Fraktur   Calligraphic styles of black letter which mimic the writing style practiced specifically in the 12th to 14th century German monasteries and the typeface designs of late 15th century German printers. Those styles were originally based on Textura, the term « Fraktur » being applied because the style imitated the somewhat broken strokes of Textura but with embellishments. The term « Fraktur » is often mistakenly applied, instead of the more general and correct term « Blackletter, » for designs which do not mimic the appropriate period. A more rounded version of Fraktur is called Schwabacher.
 
FreeBSD   See BSD.
 
Free Form   A typeface structural style characterized by free-form shapes, as exemplified by the Art Nouveau movement. Some of these typeface designs can also be classified as decorative. The following sub-categories have been defined:
Solid - Solid strokes. Typeface examples include: Arnold Böcklin, Baldur, ITC Boutros Kufic Medium, Harrington, Laclede, Victoria.
Outline - Outlined strokes. Typeface examples include Alexandra and Edda. Miscellaneous - Not fitting into any sans serif sub-category.
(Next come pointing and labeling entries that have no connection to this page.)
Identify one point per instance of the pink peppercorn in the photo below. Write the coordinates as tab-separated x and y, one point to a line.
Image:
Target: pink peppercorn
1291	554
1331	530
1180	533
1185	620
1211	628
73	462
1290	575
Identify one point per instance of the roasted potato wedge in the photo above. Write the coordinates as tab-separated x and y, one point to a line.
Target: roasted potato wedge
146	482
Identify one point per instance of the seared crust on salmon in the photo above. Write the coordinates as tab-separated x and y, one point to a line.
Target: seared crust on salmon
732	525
Typeface examples include Bernal and ITC Latif Medium.
 
Freetype   An extension for Linux which supports, among other features, OpenType fonts.
 
French Old Style   See Old Style.
 
.FRM file   A file required for a font that is ISO 9541 Font Resource Management-enabled for the Production First Software MatchMaker system.
 
Frutiger number   A 2-digit numbering scheme, developed by Adrian Frutiger, applied across a typeface family, which describes typeface weight and width. Both digits range from 0 to 9. The 2-digit number is sometimes used as part of the typeface name (for example, Univers 45 Regular, designed by Frutiger).

The first digit indicates weight, 0 being the lightest and 9 being the heaviest. A weight of 5 would be the middle, natural, normal, or regular weight.

The second digit indicates width, 0 being the widest and 9 being the narrowest. If a typeface is inherently an upright design, then the second digit is always odd (1, 3, 5, 7, 9) while for a real italic typeface design, the second digit is always even (0, 2, 4, 6, 8). Thus, only 5 different widths can be categorized for any typeface. These widths are usually designated as:
0,1 - ultra-extended
2,3 - extended
4,5 - normal or regular
6,7 - condensed
8,9 - ultra-condensed

Continuing the example given above, Univers 45 Regular and Univers 45 Oblique share the same number because an obliqued typeface is an inherently upright design which is geometrically slanted.

 
full measure   A text string the full width of a page.
 
full point   British for a « period. »
 
full stop   Same as « period. »
  
full-width character   A letterform glyph is one em in width. In a Japanese character set, a character glyph whose width is approximately standard height (analogous to « cap height » ) and therefore is approximately the area of a square. Most kanji characters are classified as full-width characters; whereas the Roman, hiragana, and katakana character glyphs are scaled to be half-width characters by convention in a Japanese typeface.
 
furigana   See ruby.
    
.F01 to .F99 files   Typographic International font bitmap .FON files for only those characters in the character subset of a particular Language Group.